Nesta segunda-feira, 13, completam-se dois da morte do adolescente Juan Ferreira dos Santos, atingido na cabeça por disparo de um policial militar durante uma festa no bairro Vicente Pinzon, em Fortaleza. Inicialmente previsto para ser concluído em 90 dias, o inquérito que investiga o caso segue sem desfecho na esfera judicial. A demora é motivo de indignação para a mãe da vítima, Tânia de Brito, que afirma viver dias de angústia e revolta por “não ter direito a uma resposta" da Justiça sobre a morte do seu filho.

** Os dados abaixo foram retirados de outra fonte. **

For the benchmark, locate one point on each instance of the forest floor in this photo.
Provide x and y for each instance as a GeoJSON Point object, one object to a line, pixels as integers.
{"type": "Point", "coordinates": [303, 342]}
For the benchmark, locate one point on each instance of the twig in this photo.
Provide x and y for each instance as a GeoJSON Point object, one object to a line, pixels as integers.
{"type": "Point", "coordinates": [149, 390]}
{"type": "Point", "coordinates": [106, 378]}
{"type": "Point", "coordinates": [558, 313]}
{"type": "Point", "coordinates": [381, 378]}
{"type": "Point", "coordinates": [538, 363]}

Em entrevista ao O POVO, Tânia contou que ainda não conseguiu se recuperar psicologicamente da perda. Aos prantos, ela disse que tem passado “muitas noites de sono” e que chora quase diariamente pelas lembranças recorrentes do seu filho caçula, que hoje teria 16 anos. “Eu não consigo mais voltar à minha vida de antes. Eu queria voltar a trabalhar, pelo menos, mas infelizmente o Estado me tirou esse direito psicologicamente. Eu não me sinto capaz ainda. Não consigo sair sozinha. Ainda choro muito. Às vezes, dentro do ônibus, vem a lembrança de que eu vou voltar para minha casa e meu filho não vai estar esperando, como era de costume. Minha vida nunca mais vai ser a mesma. Uma parte de mim se foi”, lamenta.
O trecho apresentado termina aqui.